# Yay Goldie!



## Tanyasue (Jan 9, 2014)

After what seemed like months, Goldie finally kidded last night! She did it all on her own, with apparently no complications. She had passed her placenta already this morning when I did morning chores.


----------



## chigarden (Feb 26, 2011)

Congrats !


----------



## canyontrailgoats (Jan 4, 2014)

Yay! Where are the pics?


----------



## toth boer goats (Jul 20, 2008)

Congrats., pics?


----------



## Tanyasue (Jan 9, 2014)

I had to get better pictures, neither my iPad or phone took good ones this morning. Goldie and babies looked like blobs


----------



## Chadwick (Jan 24, 2014)

Good job Goldie!


----------



## Cedar Point Kikos (Oct 16, 2013)

Cuties! Love the black/white one...boys? girls?


----------



## happybleats (Sep 12, 2010)

Yahooo GOldie..congrats they are adorable!!!


----------



## Trickyroo (Sep 26, 2012)

Well done Goldie  Congratulations :stars:


----------



## Tanyasue (Jan 9, 2014)

The black and white one is a girl, and the white one is a boy, just what I had people waiting for


----------



## MoKa-Farms (Jun 19, 2013)

Yay Goldie! Beautiful babies! Goldie looks so proud :-D


----------



## Trickyroo (Sep 26, 2012)

Thats wonderful ! Apparently Goldie takes special orders , lolol.


----------



## PygmyMom (Mar 3, 2014)

Congrats!! They are adorable!


----------



## mayia97420 (Apr 22, 2014)

so cute - nice that you got what you wanted


----------



## Tanyasue (Jan 9, 2014)

I guess Pansy didn't want to be left out in the baby department. She kidded a single doe tonight.


----------



## Trickyroo (Sep 26, 2012)

Yay :leap: Congrats to you and Pansy :stars: The picture came out a bit dark but I'm sure she is gorgeous  Lucky you with all your does


----------



## Tanyasue (Jan 9, 2014)

Yeah, a black mommy+ black baby+ dark bark at night+ not a great camera= dark picture


----------



## Trickyroo (Sep 26, 2012)

Tanyasue said:


> Yeah, a black mommy+ black baby+ dark bark at night+ not a great camera= dark picture


I know the feeling , lolol.
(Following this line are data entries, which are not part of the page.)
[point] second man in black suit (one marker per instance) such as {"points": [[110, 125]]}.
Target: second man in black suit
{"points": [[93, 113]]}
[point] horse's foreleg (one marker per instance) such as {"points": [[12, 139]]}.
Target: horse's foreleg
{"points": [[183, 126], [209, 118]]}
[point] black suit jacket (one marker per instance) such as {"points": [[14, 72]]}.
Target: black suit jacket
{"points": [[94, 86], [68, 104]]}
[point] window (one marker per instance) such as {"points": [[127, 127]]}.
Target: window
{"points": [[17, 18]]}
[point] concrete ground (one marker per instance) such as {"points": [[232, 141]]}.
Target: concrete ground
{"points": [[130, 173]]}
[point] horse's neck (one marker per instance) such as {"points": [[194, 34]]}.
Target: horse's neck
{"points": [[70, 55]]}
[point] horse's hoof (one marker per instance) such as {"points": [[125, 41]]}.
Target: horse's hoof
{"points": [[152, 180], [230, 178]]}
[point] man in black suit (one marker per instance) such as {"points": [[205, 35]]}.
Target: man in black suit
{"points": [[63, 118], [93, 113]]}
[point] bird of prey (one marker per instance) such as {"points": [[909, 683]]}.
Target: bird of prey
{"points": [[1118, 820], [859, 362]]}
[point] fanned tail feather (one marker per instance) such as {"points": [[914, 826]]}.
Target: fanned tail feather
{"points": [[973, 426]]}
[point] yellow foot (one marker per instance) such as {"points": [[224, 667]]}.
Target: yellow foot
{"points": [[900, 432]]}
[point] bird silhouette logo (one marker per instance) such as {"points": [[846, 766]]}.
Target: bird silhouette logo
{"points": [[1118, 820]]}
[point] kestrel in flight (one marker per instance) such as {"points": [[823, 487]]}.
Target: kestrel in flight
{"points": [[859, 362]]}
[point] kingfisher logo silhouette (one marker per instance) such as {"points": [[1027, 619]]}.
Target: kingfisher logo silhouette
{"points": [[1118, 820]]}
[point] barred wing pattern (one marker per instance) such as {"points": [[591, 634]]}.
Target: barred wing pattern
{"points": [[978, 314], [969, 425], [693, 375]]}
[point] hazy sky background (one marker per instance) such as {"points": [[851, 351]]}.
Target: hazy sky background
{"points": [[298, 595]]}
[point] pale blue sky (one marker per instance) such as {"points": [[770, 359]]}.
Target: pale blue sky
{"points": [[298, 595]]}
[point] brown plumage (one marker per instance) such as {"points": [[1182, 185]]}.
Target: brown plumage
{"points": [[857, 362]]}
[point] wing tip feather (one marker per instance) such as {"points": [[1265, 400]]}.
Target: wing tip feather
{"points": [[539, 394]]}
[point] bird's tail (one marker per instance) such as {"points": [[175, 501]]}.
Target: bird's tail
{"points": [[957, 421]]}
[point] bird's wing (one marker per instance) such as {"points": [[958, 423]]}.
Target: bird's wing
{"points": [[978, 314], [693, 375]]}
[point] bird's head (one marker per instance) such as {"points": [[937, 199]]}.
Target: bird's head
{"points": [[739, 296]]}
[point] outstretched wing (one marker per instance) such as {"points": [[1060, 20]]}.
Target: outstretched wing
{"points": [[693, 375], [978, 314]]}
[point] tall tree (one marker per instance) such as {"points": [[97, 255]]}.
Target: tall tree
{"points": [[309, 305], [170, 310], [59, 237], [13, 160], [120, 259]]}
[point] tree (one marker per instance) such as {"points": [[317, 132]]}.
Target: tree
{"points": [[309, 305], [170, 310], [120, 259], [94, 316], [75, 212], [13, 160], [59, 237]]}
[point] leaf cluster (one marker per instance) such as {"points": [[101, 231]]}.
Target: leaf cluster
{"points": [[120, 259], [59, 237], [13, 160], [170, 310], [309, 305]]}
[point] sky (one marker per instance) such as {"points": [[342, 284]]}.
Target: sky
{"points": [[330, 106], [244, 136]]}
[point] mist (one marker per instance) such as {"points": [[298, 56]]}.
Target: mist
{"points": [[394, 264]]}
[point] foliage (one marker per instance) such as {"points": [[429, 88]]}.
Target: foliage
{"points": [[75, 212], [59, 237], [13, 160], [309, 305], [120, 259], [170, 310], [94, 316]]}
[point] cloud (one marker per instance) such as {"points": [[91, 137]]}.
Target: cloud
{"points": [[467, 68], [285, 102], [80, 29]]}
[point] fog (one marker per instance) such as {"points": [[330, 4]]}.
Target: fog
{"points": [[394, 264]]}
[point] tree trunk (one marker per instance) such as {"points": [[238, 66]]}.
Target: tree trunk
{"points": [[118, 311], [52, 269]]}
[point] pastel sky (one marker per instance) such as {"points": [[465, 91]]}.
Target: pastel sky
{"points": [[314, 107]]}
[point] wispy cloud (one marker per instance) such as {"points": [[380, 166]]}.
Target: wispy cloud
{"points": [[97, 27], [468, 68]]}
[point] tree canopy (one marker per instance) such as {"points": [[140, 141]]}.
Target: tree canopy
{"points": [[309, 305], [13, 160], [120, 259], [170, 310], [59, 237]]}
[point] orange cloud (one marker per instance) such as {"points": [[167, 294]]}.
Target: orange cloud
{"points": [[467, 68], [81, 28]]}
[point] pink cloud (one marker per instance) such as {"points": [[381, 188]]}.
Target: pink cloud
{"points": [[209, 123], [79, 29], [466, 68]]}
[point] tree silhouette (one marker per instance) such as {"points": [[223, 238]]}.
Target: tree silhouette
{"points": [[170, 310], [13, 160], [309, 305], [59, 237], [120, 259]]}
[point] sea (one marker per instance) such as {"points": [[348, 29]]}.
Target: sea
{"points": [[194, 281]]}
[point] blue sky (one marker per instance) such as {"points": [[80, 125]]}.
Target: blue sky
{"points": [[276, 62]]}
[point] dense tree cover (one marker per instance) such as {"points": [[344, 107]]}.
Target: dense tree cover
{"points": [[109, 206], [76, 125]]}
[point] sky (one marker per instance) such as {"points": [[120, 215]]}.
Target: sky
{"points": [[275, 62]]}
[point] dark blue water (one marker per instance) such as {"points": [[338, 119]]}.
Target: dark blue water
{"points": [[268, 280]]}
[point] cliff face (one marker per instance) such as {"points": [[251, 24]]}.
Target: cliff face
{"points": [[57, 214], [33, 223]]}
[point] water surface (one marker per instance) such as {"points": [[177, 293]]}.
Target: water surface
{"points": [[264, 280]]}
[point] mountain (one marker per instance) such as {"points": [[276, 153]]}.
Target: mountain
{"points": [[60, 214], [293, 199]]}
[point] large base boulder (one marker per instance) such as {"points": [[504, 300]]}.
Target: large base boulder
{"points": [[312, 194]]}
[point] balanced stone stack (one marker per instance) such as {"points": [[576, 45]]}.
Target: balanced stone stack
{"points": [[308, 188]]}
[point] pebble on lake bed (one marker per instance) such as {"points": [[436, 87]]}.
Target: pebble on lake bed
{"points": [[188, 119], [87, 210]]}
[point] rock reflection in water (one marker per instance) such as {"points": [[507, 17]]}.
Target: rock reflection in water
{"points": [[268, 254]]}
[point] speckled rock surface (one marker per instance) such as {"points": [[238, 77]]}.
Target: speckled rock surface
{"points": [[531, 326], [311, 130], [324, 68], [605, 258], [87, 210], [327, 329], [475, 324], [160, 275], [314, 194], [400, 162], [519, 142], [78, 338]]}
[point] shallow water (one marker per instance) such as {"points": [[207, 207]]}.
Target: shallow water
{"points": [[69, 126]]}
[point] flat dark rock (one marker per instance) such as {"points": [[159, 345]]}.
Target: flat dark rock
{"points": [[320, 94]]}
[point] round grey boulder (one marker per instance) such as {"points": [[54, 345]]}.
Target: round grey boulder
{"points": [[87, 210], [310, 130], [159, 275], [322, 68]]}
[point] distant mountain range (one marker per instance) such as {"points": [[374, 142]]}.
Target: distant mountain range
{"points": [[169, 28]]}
How are the bouncingg babies and mommies today ?


----------



## Tanyasue (Jan 9, 2014)

All the babies are doing great! We went away for a few days, and I had 3 people checking on them throughout the day. When we got home I went to check on them before I even went inside ❤


----------



## Suzanne_Tyler (Jul 19, 2014)

So sweet!


----------



## luvmyherd (Apr 9, 2011)

Adorable! It is great when all goes so well. Congratulations to all of you.


----------